Depois, como outros generais, entrara na política. Começou como embaixador nos EUA a partir de 1968 – um período decisivo, pois foi quando os EUA se tornaram o apoiante fundamental de Israel, em especial a nível de equipamento militar. A seguir tornou-se líder do Partido Trabalhista. Em 1974, foi nomeado primeiro-ministro pela primeira vez. A partir de 1984, ocupou a pasta da Defesa em diversos governos.

Yitzakh Rabin estava longe de ser aquilo a que os adeptos de soluções violentas chamam uma pomba. Durante a guerra de 1948-49, ordenou a expulsão forçada (“rapidamente e sem atenção à idade”, dizia a ordem por ele assinada) dos habitantes de pelo menos uma vila palestiniana. Para reprimir a primeira intifada, que começou em 1987, utilizou meios extremos, incluindo espancamentos, que lhe valeram a alcunha de quebra-ossos.

Essa intifada, que para muita gente deu uma imagem de brutalidade israelita – ao ponto de individualidades habitualmente não políticas, como Woody Allen, criticarem em público o uso de balas contra manifestantes – reforçou a noção de que era urgente resolver a questão israelo-palestiniana. Os contactos começaram em segredo, e em 1993 deram fruto. A base do acordo copiava a dos de Camp David, feitos entre o Egipto e Israel: terra a troco de paz. Devolver territórios ocupados, acabar com a violência. Uma ideia lógica, mas houvesse quem não aceitasse.

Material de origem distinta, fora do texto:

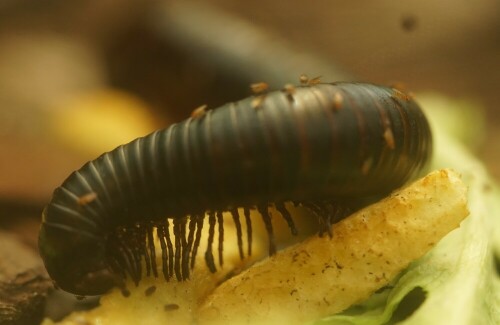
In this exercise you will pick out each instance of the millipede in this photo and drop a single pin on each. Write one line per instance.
(329, 147)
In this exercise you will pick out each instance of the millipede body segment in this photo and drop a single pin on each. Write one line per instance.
(324, 146)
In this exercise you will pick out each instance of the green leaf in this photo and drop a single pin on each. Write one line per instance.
(457, 282)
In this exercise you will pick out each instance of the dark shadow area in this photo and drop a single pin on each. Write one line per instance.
(408, 305)
(496, 263)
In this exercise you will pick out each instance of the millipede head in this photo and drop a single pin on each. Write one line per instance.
(75, 260)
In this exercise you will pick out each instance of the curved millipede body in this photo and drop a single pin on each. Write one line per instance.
(322, 146)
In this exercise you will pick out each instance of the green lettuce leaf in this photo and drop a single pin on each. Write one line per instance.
(457, 282)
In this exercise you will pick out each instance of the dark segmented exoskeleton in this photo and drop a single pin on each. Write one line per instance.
(317, 145)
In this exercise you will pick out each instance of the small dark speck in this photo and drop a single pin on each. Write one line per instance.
(487, 187)
(170, 307)
(409, 22)
(149, 291)
(496, 259)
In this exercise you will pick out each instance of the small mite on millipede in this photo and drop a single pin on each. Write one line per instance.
(326, 147)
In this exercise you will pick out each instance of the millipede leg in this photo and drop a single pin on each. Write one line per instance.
(160, 230)
(190, 241)
(239, 234)
(266, 217)
(246, 212)
(152, 252)
(209, 257)
(197, 239)
(178, 250)
(184, 251)
(170, 247)
(220, 222)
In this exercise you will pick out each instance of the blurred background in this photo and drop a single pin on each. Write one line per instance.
(79, 78)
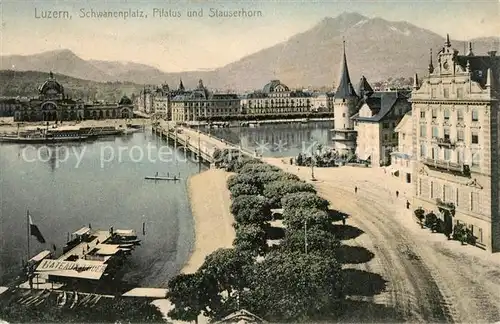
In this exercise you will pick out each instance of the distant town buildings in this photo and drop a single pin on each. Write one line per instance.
(200, 103)
(365, 121)
(9, 105)
(456, 143)
(276, 98)
(53, 105)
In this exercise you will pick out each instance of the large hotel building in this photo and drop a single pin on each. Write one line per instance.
(456, 142)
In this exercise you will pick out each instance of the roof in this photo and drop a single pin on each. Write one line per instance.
(345, 88)
(40, 256)
(83, 230)
(479, 66)
(83, 269)
(271, 86)
(381, 103)
(364, 87)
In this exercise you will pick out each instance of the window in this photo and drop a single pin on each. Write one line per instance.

À saída de uma missa pela paz, Yitzakh Rabin foi abatido com dois tiros por Ygal Amir, morrendo 40 minutos depois no hospital. Amir seria depois condenado a prisão perpétua. Ministros e Presidentes já disseram que nunca será libertado. Passou anos em solitária. Casou-se, teve um filho. Não consta que se diga arrependido.

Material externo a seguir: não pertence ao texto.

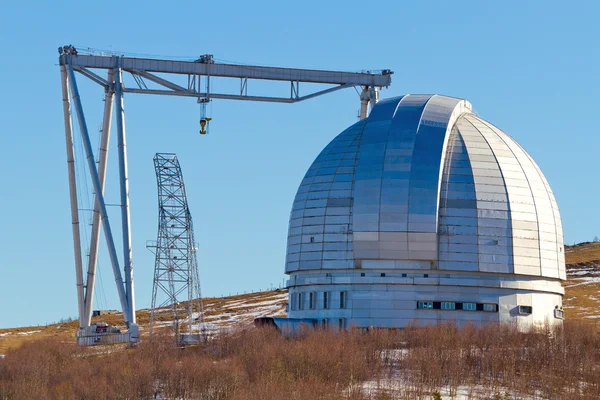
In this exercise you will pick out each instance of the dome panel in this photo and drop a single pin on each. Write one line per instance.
(425, 180)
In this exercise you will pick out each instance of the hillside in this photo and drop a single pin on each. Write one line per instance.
(582, 301)
(220, 313)
(582, 289)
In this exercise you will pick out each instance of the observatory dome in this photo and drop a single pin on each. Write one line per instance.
(423, 212)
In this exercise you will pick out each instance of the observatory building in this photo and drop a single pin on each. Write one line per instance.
(423, 213)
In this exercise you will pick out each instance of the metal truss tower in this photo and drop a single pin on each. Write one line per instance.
(160, 77)
(176, 267)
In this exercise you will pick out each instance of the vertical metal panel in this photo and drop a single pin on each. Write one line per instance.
(320, 221)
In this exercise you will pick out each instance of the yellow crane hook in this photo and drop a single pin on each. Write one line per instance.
(203, 123)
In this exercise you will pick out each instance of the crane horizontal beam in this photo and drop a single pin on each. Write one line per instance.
(382, 79)
(189, 93)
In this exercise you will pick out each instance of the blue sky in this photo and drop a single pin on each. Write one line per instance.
(530, 68)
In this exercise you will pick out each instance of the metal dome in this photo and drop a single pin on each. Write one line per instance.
(425, 193)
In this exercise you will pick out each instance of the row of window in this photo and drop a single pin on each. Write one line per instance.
(451, 305)
(298, 300)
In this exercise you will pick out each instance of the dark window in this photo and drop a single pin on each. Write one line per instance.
(525, 310)
(425, 305)
(488, 307)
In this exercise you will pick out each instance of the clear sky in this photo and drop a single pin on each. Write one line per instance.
(529, 67)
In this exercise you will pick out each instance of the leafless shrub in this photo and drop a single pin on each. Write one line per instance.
(257, 364)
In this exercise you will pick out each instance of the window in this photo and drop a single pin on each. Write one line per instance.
(525, 310)
(426, 305)
(490, 307)
(343, 299)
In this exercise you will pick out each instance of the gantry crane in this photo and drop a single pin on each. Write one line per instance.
(143, 70)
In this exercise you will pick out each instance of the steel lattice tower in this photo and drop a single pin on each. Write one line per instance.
(176, 267)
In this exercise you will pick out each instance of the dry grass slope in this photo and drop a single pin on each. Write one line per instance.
(582, 289)
(484, 363)
(582, 301)
(223, 312)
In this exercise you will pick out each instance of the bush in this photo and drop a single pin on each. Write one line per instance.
(259, 363)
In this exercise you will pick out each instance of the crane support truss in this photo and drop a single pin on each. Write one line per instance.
(144, 72)
(176, 268)
(72, 99)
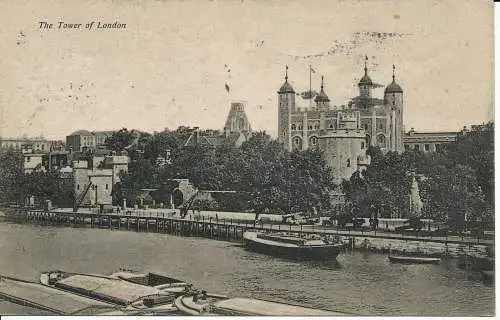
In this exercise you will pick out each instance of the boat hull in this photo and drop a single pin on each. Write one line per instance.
(326, 252)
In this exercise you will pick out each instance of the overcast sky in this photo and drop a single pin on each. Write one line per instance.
(170, 65)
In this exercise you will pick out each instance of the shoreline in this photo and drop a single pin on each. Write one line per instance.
(228, 230)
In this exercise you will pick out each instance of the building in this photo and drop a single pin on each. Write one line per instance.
(342, 132)
(345, 132)
(94, 185)
(37, 144)
(32, 162)
(236, 130)
(83, 140)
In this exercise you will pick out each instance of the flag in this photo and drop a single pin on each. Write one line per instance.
(306, 95)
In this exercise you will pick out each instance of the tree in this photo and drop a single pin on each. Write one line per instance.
(11, 177)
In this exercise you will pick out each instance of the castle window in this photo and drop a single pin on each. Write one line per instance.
(314, 141)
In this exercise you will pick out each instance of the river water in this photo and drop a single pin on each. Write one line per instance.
(359, 283)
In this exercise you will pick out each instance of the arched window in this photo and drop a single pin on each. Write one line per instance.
(241, 124)
(297, 143)
(381, 140)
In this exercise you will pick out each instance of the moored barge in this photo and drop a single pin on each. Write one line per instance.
(292, 246)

Aliás, o seu gesto acabou por conseguir em larga medida os objetivos. Benjamin Netanyahu, que havia diabolizado Rabin por causa dos acordos de Paz, ganhou as eleições seguintes. A viúva Leah Rabin teve de voltar atrás na sua promessa de deixar o país caso isso acontecesse, e o processo de paz, mais trâmite menos trâmite, descarrilou de vez. Duas décadas depois, vemos o resultado.